Israel conducts joint missile interception test with US in Mediterranean

The US and Israeli Tuesday, Sept. 3, carried out a joint anti-missile missile test in the Mediterranean to prepare for a possible Syrian-Hizballah attack on Israel and Jordan in retaliation for the planned US military strike on Syria. US and Israel officials reported that the Israeli Ankor (Sparrow) was used as the target missile for testing the interceptors.
According to debkafile’s military sources, the test demonstrated that since delaying his planned strike on Syria last Saturday, President Barack Obama has revised his plans and instead of  “a narrow, limited” attack is contemplating a broader offensive for degrading the Assad regime. The arrival of the USS Nimitz aircraft carrier in the Red Sea is further evidence of this intention.
The missile trial also indicates an updated US-Israeli consensus that Iran, Syrian and Hizballah mean business by the mounting level of the threats to fire missiles at Israel, Jordan and Turkey if the Americans go through with their strike against Syria. Such retaliation cold lead to the Syrian conflict expanding substantially into a regional war, which Moscow, Tehran and Damascus have in the last 48 hours admitted was virtually unavoidable.
Israel has been using the Ankor as the target missile for its own and US tests of their Arrow-2 .Washington has made no mention of the joint test. It is therefore not known whether American missiles took part in the test. Neither was there any word about whether the test was successful.

Russia on Tuesday announced that its missile early warning station at Armavir on the Black Sea had detected the launch of two missiles from the central part of the Mediterranean Sea fired towards the Sea's eastern coastline. Armavir was set up to track missile launches from Europe and Iran.
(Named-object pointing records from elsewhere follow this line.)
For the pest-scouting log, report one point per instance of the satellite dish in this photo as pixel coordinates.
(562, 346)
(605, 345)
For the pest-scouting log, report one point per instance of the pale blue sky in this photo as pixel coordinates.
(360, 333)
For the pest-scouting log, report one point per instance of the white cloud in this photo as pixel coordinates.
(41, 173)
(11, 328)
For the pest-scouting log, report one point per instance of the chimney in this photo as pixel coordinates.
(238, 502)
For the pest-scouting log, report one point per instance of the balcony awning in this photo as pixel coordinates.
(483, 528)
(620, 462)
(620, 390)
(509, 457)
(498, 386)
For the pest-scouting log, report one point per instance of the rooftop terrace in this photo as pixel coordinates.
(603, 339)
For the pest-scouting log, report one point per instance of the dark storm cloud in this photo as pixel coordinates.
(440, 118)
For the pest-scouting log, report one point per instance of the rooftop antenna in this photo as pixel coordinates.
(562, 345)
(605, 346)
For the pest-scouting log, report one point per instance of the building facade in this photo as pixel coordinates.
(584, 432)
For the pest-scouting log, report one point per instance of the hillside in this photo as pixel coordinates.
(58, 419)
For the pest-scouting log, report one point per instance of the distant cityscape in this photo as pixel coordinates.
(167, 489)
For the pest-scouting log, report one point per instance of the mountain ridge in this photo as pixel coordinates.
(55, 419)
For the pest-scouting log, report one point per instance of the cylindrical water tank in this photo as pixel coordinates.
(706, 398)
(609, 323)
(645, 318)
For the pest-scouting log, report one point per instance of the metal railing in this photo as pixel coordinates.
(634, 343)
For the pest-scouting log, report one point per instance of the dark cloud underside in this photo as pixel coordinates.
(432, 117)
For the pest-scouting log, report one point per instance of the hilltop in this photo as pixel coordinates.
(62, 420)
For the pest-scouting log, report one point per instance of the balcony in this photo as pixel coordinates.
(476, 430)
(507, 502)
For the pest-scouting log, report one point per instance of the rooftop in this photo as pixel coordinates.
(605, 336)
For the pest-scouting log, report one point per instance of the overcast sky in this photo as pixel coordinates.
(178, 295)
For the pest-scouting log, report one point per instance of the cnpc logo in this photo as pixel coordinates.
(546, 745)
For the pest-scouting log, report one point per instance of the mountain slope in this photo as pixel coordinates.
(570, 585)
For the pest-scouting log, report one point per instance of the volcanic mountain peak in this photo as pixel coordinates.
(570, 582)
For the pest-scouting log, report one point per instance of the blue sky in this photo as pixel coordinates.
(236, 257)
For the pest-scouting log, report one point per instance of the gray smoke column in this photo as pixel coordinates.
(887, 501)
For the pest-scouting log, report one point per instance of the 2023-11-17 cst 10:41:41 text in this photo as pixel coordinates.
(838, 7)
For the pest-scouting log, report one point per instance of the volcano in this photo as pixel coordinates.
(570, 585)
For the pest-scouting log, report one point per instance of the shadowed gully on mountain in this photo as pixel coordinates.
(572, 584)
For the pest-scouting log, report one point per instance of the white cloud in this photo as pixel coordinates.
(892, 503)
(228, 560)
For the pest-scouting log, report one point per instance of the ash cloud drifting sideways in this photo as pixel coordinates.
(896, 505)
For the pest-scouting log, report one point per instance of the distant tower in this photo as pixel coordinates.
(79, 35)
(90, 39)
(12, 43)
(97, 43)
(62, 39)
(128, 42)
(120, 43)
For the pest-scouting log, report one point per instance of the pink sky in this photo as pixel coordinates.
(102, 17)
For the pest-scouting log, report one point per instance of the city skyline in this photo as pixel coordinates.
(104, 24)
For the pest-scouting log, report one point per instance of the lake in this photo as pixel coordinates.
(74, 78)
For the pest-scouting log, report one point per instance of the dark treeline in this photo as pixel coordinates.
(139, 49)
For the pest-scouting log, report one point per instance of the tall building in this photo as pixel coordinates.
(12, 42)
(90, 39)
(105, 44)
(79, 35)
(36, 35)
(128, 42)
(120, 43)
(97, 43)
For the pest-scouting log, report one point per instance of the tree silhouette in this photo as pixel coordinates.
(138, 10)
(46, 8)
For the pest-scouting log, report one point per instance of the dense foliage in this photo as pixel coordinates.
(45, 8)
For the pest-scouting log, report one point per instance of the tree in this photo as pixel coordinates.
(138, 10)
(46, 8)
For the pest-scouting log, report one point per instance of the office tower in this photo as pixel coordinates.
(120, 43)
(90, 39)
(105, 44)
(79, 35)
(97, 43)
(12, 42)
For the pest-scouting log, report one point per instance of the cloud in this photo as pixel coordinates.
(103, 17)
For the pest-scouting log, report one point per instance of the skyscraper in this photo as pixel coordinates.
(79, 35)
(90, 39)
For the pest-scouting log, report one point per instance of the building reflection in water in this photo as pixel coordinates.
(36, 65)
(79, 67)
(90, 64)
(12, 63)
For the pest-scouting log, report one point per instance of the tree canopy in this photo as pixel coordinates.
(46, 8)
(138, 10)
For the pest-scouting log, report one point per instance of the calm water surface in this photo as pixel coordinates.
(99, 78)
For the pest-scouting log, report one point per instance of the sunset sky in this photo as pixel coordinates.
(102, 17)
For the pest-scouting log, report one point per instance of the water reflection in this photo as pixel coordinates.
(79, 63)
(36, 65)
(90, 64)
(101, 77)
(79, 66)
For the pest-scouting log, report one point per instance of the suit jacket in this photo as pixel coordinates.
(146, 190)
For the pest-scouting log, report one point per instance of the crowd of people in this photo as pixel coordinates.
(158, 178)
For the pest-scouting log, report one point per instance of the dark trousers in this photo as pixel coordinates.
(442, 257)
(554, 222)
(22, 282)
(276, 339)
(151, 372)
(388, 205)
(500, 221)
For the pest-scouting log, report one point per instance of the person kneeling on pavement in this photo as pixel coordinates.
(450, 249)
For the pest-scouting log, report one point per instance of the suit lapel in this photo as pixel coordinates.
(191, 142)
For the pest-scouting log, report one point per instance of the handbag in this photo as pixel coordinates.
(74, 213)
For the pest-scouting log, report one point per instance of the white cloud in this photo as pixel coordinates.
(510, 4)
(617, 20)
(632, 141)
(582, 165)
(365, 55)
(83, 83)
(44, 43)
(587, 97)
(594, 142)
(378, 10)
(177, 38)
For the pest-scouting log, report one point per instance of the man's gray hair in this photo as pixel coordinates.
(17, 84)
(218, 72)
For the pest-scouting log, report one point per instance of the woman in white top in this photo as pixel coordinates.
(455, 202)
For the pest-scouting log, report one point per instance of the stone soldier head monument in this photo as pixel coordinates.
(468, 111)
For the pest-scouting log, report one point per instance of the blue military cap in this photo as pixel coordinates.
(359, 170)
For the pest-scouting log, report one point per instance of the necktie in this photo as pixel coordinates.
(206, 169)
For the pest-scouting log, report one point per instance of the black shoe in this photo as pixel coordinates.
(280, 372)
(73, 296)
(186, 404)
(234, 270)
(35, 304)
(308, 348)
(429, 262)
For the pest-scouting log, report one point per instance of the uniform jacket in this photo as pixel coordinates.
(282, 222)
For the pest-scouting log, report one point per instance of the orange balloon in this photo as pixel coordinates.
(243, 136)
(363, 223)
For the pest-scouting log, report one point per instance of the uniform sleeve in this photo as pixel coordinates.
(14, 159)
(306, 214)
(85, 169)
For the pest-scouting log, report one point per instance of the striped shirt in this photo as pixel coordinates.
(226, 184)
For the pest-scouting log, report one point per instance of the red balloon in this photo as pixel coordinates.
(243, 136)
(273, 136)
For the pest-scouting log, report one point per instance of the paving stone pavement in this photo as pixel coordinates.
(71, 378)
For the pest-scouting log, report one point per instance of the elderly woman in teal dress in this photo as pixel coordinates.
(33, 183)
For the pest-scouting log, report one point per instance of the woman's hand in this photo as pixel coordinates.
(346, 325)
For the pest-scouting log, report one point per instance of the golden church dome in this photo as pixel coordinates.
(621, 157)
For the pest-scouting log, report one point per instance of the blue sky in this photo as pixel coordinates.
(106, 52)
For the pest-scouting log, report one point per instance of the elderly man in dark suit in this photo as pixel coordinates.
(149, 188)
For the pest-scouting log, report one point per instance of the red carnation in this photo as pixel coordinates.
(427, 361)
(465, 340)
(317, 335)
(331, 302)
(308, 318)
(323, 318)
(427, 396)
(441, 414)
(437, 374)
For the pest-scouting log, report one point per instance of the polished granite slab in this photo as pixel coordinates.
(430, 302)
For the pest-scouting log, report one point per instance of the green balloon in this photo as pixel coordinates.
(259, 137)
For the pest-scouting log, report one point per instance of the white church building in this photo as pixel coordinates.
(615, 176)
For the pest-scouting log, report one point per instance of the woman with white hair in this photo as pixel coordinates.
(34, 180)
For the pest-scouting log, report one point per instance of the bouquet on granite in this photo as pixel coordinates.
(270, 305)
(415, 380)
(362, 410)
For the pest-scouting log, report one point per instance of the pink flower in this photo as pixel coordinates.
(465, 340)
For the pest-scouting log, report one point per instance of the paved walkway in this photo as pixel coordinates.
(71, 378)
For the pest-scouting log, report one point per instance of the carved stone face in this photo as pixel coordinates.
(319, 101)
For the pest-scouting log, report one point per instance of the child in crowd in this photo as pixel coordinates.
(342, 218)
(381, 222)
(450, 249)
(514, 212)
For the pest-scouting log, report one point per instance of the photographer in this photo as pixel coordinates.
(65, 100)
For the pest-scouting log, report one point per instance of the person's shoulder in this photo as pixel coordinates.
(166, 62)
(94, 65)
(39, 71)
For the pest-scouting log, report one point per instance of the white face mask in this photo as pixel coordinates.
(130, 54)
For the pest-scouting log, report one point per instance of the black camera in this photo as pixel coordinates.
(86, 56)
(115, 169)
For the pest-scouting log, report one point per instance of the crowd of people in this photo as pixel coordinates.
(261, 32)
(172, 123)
According to debkafile’s military sources, US warships cruising opposite the Syrian coast and carrying Aegis anti-missile missiles, alongside Tomahawk cruise missiles ready for the strike on Syria, did take part in the test.
The practice also activated the sophisticated X-band radar system stationed in the Israeli Negev. This system is critical for identifying Iranian, Syrian or Hizballah rockets fired against Israel and Jerusalem and provide 3-5 minutes early warning of an attack.
The first report of the anti-missile test came from Moscow in a Russian Defense Ministry report that two ballistic missile launches had been detected in the Mediterranean by its Armavir early warning station on the Black Sea. President Vladimir Putin was immediately informed.  Armavir was set up to track missile launches from Europe and Iran.